Bitcoin price performance since halving

Now, in late April 2026—over 24 months post-halving—BTC trades around $77,000, down 38% to 40% from that peak. This alignment strongly suggests the 2025 high may represent the cycle top, casting serious doubt on new highs for the remainder of 2026. The data speaks clearly: historical precedent indicates the bull phase has already concluded.

The “Sell in May” pattern adds another layer of caution to the narrative. During US midterm election years, Bitcoin has demonstrated a recurring tendency to decline sharply as spring turns to summer. In 2014, BTC dropped 61%. In 2018, the decline reached 65%. In 2022, Bitcoin fell 66%. Each of these declines began around May of those respective election years. Applying a similar framework to 2026, analysts project a potential decline exceeding 60%, which would place BTC near the $30,000 level.
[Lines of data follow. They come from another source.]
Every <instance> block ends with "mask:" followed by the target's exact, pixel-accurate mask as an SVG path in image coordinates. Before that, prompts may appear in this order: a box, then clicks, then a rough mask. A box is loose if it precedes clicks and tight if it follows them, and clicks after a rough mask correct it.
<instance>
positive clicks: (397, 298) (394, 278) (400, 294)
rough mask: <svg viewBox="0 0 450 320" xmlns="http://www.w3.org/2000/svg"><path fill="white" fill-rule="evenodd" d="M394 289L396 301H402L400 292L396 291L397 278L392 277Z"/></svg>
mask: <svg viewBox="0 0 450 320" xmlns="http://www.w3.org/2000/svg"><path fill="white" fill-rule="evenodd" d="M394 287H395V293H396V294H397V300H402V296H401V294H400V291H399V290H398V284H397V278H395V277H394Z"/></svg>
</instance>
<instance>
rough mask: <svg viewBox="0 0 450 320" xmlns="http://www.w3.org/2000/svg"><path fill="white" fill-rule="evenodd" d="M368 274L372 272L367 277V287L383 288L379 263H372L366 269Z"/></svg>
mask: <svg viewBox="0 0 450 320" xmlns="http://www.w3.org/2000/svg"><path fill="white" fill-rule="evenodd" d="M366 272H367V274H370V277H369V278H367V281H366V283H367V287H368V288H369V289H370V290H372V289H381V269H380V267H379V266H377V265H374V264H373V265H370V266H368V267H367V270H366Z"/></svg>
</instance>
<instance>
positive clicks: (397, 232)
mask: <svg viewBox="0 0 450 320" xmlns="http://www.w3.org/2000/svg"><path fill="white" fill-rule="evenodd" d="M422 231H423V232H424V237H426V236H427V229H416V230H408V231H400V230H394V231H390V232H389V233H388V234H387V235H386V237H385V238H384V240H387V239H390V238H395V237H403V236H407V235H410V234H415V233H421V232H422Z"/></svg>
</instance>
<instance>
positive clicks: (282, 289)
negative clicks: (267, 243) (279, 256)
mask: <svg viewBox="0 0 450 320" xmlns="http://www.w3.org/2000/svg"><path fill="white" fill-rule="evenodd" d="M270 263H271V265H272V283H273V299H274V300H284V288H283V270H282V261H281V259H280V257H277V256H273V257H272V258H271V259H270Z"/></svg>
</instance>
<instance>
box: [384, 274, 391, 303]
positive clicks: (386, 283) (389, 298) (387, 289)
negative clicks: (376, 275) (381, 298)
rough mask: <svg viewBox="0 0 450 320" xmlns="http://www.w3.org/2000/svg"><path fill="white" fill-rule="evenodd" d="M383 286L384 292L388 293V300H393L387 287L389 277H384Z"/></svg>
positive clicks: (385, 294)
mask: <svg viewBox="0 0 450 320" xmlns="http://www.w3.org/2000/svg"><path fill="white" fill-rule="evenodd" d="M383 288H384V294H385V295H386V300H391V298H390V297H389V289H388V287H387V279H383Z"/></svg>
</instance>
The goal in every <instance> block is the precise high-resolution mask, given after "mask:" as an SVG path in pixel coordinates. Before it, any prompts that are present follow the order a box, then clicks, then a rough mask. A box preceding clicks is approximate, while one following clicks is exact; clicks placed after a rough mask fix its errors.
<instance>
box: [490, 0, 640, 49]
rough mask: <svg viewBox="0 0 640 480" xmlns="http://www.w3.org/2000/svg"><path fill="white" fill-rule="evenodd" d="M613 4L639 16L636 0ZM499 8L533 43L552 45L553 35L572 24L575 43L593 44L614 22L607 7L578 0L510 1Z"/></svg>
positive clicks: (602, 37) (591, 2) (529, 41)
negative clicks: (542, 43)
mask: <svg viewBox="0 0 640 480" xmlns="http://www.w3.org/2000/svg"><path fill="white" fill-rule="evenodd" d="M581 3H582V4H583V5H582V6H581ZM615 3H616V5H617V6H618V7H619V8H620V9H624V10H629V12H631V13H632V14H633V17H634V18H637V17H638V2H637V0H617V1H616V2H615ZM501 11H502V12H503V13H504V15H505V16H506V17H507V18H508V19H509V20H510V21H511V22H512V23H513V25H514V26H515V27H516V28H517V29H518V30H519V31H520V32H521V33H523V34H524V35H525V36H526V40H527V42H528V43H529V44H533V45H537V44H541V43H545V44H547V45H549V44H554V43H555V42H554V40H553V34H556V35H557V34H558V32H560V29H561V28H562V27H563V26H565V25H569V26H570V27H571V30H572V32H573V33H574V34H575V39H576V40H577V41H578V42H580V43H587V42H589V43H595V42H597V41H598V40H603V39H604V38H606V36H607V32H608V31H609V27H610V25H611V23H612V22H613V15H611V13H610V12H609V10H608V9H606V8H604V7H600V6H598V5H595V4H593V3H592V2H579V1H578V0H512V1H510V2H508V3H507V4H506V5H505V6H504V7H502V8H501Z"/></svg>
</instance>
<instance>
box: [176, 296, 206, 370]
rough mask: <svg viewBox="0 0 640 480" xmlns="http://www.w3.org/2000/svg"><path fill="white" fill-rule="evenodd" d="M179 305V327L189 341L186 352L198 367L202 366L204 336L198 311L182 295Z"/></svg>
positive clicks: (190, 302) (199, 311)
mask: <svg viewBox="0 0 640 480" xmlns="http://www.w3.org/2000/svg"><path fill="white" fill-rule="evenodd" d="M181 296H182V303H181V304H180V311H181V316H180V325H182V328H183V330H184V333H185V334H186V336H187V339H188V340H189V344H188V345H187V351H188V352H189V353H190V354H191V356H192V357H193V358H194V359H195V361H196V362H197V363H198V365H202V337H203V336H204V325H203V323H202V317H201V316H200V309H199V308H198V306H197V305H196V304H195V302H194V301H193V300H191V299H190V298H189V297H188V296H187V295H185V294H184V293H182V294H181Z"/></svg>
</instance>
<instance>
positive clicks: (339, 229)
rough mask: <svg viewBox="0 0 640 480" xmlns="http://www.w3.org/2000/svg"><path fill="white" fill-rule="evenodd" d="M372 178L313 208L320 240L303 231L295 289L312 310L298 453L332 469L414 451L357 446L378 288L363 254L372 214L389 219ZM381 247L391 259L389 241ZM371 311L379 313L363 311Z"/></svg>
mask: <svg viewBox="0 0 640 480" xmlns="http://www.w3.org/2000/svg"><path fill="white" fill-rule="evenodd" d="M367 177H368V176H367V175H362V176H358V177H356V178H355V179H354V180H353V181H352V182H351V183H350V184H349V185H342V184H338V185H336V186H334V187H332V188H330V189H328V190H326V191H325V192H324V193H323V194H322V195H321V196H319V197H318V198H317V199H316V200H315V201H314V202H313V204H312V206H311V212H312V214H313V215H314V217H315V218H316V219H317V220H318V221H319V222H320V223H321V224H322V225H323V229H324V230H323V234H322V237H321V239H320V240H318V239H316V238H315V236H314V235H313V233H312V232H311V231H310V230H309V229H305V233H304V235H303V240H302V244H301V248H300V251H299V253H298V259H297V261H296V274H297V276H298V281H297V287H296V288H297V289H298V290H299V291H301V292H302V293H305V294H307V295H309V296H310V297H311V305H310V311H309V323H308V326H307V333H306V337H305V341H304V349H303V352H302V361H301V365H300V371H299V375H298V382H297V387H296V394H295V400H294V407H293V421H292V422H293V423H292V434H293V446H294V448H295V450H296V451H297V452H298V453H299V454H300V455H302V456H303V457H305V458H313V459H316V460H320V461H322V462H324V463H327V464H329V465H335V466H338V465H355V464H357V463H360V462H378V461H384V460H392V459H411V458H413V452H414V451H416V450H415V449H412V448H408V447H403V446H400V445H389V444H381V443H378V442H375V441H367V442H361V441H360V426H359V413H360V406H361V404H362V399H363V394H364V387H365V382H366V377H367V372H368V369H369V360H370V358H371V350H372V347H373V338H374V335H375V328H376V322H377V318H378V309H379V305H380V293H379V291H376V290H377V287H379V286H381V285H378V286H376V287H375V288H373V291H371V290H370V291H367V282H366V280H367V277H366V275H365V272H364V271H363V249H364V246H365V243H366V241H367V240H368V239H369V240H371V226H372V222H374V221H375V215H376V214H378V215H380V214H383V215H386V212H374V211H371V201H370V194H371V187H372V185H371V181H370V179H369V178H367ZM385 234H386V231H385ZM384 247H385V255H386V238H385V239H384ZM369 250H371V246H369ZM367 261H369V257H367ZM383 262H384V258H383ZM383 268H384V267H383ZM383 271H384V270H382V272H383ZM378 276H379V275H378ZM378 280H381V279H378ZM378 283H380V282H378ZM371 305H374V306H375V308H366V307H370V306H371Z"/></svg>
BTC/USD one-month chart. Source: TradingView/Merlijn The Trader

Midterm elections historically raise uncertainty over congressional control and policy direction. As campaign rhetoric intensifies in spring, investors cut risk exposure, slow buying activity, and brace for volatility. That backdrop significantly weakens the case for Bitcoin reaching $250,000 by year-end, even though several analysts—including those from Bernstein—see room for a more modest rebound toward the $100,000 to $150,000 range.

The gap between bullish predictions and technical reality widens each day. While some remain committed to the $250,000 narrative, the evidence increasingly suggests such optimism rests on hope rather than historical precedent or chart patterns. Bitcoin traders and investors must contend with a market that appears primed for disappointment rather than explosive upside.